Leonidas Polk, first Episcopal Bishop of Louisiana, was principal founder of The University of the South and its first chancellor. Born in Raleigh, N.C., in 1806, he underwent a religious conversion experience while studying at West Point and entered the priesthood in 1830. This was the start of his journey that led him to Sewanee. He more than a priest; over the course of his life, he owned large plantations in Tennessee, Louisiana, and Mississippi and enslaved hundreds of people. In 1838 he became a “Missionary Bishop of Arkansas and the Indian Territory” and in 1841 Bishop of Louisiana. Without resigning his church leadership, he joined the Confederate Army as a Major General in 1861 and was known thereafter as “The Fighting Bishop.” He was killed in battle in Georgia in 1864.
 

The Funding and Creation

In 1893, Kentucky’s Lt.
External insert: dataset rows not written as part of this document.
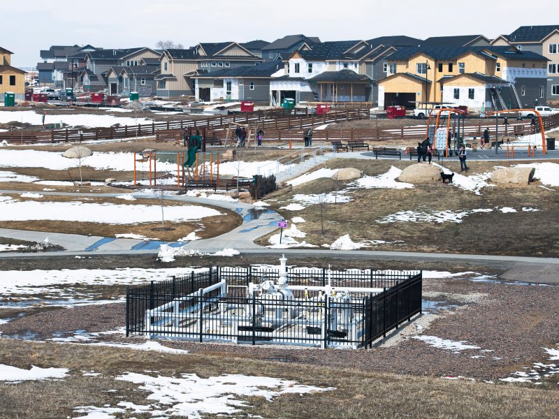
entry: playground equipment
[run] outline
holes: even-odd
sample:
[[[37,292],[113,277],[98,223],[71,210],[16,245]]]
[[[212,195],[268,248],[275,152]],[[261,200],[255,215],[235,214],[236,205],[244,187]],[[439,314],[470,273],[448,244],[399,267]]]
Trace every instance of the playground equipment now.
[[[442,112],[444,112],[442,115]],[[433,109],[429,112],[427,118],[427,132],[426,138],[429,138],[431,144],[435,141],[435,148],[444,150],[444,156],[452,156],[453,152],[458,154],[458,151],[465,145],[464,128],[465,123],[465,111],[461,109],[451,108],[441,108]],[[431,125],[432,117],[436,114],[434,125]],[[447,126],[439,127],[441,117],[446,118]],[[460,134],[461,130],[461,134]]]

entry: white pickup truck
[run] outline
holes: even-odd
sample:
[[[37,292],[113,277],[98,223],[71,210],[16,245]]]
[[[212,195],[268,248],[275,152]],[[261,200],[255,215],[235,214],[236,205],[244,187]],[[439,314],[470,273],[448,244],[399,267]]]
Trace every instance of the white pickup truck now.
[[[447,104],[442,104],[442,105],[434,105],[433,106],[426,105],[424,103],[420,103],[419,108],[416,108],[414,109],[414,115],[420,118],[421,119],[426,118],[429,116],[429,112],[433,110],[436,109],[448,109],[448,108],[453,108],[454,106],[453,105],[447,105]],[[431,115],[434,117],[437,116],[437,112],[433,112]],[[449,115],[448,111],[443,111],[441,112],[442,117],[447,117]]]
[[[536,106],[535,110],[539,112],[542,117],[547,117],[549,115],[559,113],[559,109],[550,108],[549,106]],[[533,118],[536,116],[536,112],[531,110],[523,110],[520,112],[520,116],[524,118]]]

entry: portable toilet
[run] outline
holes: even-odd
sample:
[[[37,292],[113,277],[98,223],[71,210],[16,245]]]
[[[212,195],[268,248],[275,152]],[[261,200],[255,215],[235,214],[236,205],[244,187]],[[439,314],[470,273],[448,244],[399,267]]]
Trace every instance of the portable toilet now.
[[[240,103],[241,112],[254,112],[254,102],[242,101]]]
[[[282,107],[284,109],[295,109],[295,99],[285,98],[282,102]]]

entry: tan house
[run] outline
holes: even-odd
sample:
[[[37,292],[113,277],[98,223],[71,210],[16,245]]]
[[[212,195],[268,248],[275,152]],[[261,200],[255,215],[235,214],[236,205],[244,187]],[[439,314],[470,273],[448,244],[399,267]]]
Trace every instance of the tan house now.
[[[13,52],[0,47],[0,101],[2,102],[6,91],[15,94],[16,100],[25,98],[25,71],[12,67],[12,54]]]

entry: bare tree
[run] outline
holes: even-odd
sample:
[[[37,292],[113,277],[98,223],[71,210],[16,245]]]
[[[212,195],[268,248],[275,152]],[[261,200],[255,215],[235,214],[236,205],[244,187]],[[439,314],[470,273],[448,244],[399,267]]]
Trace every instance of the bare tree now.
[[[173,50],[182,50],[184,47],[182,46],[182,44],[180,43],[175,43],[172,41],[158,41],[155,43],[155,47],[159,48],[159,50],[168,50],[168,49],[173,49]]]

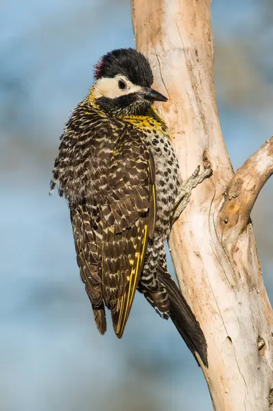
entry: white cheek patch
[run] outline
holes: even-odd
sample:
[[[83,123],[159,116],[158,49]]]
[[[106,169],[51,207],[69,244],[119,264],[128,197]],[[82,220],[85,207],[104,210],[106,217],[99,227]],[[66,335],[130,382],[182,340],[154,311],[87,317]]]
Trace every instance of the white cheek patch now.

Gov. John C. Underwood, a Confederate veteran, headed the effort to memorialize 6,000 Confederate soldiers who died in Chicago. The “Confederate Mound” memorial was so successful that he was named to create a similar memorial in Richmond. Underwood, who commissioned Eliphalet F. Andrews, the director of the Corcoran School of Art, to paint a number of oil-based portraits of Confederate leaders, one of which, was “Sword over the Gown.” These portraits were unveiled in 1900 during the reunion of the United Confederate Veterans in Louisville, Ky. Andrews concocted a fictional scene for his representation of Polk, wearing his clerical garments and his hand placed on his Confederate uniform and sword, which rested on a chair. The pose was taken from a carte de visite photograph of Polk that had been made taken by the Mathew Brady studio prior to outbreak of the war.

 

The Traveling Portrait

After its 1900 unveiling, the portrait was not sent to Battle Abbey (home of Confederate Memorial Association in Richmond, Virginia) as Underwood intended because of insufficient funding to finish construction of the building. It was stored away until 1910, when the Rev. James D. Gibson bought it for $361; he sold it to Sewanee’s Vice-Chancellor Benjamin F. Finney in 1927. It hung in St. Luke’s School of Theology until 1948, when it was moved to Sewanee’s library in Convocation Hall. In 1998 local teenagers sprayed fire extinguishers on the hall’s historic portraits, including “Sword Over the Gown.” Moved to the basement to await restoration, it sustained devastating water damage from a burst pipe. A Sewanee alumnus from the class of 1984, who was especially desirous that the University would cherish Polk’s memory, commissioned Nashville artist Connie Erickson to paint a reconstruction in 2003. The reproduction hung in Convocation Hall until University officials moved it to the archives in 2019. They explained at the time that only “historic” portraits contemporary with the University’s founding, would be displayed in Convocation Hall. The original damaged portrait moved to the archives, and the University loaned the copy to the National Confederate Museum in Columbia, Tennessee, where it was prominently displayed until 2023. The University requested its return, and the painting arrived back in Sewanee in June 2023. It is now stored out of view in the William F. Laurie University Archives and Special Collections.